Even during the off season, when baseball is wrapped up and put away until spring, Scully's personality infiltrates Los Angeles. He does a 15-minute afternoon sport show five days a week, and he is a frequent guest on television. This past winter he was a regular irregular on a TV panel show called First Impression; he was on for a couple of weeks, off for a couple of weeks. Because of his appearances on First Impression he is becoming a familiar TV face and personality as well as a radio voice, and several people have approached him with ideas for new TV programs that would use him as master of ceremonies.

Vin Scully's voice is better known to most Los Angelenos than their next-door neighbor's is. He has become a celebrity. He is stared at in the street. Kids hound him for autographs. Out-of-town visitors at ball games in Dodger Stadium have Scully pointed out to them—as though he were the Empire State Building—as he sits in his broadcasting booth describing a game, his left hand lightly touching his temple in a characteristic pose that his followers dote on and which, for them, has come to be his trademark.

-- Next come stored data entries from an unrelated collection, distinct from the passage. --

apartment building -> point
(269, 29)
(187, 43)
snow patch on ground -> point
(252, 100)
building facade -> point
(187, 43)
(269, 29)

Baseball broadcasts are popular in all major league cities, but in Los Angeles they are as vital as orange juice. For one thing, the Dodgers have been an eminently successful and colorful club in their six seasons in Los Angeles (two pennants and a tie for a third, two world championships, a Maury Wills stealing 104 bases, a Sandy Koufax winning 25 games). For a second, the Los Angeles metropolitan area is huge (6 million people in the 1960 census, the biggest in the country after New York). For a third, because of a minimum of efficient public transportation, practically everybody drives to and from work and, for that matter, to and from everywhere, and in almost every car there is a radio and every radio is always on. When a home-rushing driver bogs down in a classic freeway traffic jam, he finds that nothing else is as soothing as Vin Scully's voice describing the opening innings of a Dodger night game just getting under way a few thousand miles and three time zones to the east. This time difference has been a key factor in the growth of Scully's audience. A man who drives home from work listening to an exciting game is not about to abandon it when he reaches his house. As a result, millions of southern Californians have Vin Scully with their supper.

But it is not just the happy timing of road games that endears Scully to his audience. He appeals to them when the Dodgers are home, too. In fact, he holds his listeners when they come to the ball park to see games with their own eyes. When the Dodgers are playing at home and Dodger Stadium is packed to the top row of the fifth tier with spectators, it seems sometimes as though every member of the crowd is carrying a transistor radio and is listening to Scully tell him about the game he is watching. Taking radios to ball parks to listen to the game as you watch it is a fairly common practice, but nowhere is it so pronounced a characteristic as it is in Los Angeles, and has been since 1958, the year the Dodgers left Ebbets Field and moved west. Los Angeles was hungry for major league ball, and though the Dodgers had a dreadful season that first year (they finished seventh), the crowds jammed into Memorial Coliseum, where the team played until Dodger Stadium in Chavez Ravine opened in 1962. Perhaps their unfamiliarity with major leaguers prompted so many fans to bring transistors along at first in order to establish instant identification of the players. But a large percentage brought radios not just to identify players but to learn what they were doing. Scully was talking to an audience that had not been watching baseball. The old minor league teams that Los Angeles and Hollywood had in the Pacific Coast League seldom drew more than a few hundred thousand spectators in their best years. Now a million and a half, two million, two million and a half were pouring into the ball parks. Through Vin Scully they learned the fine points, the subtleties, the In language of the game.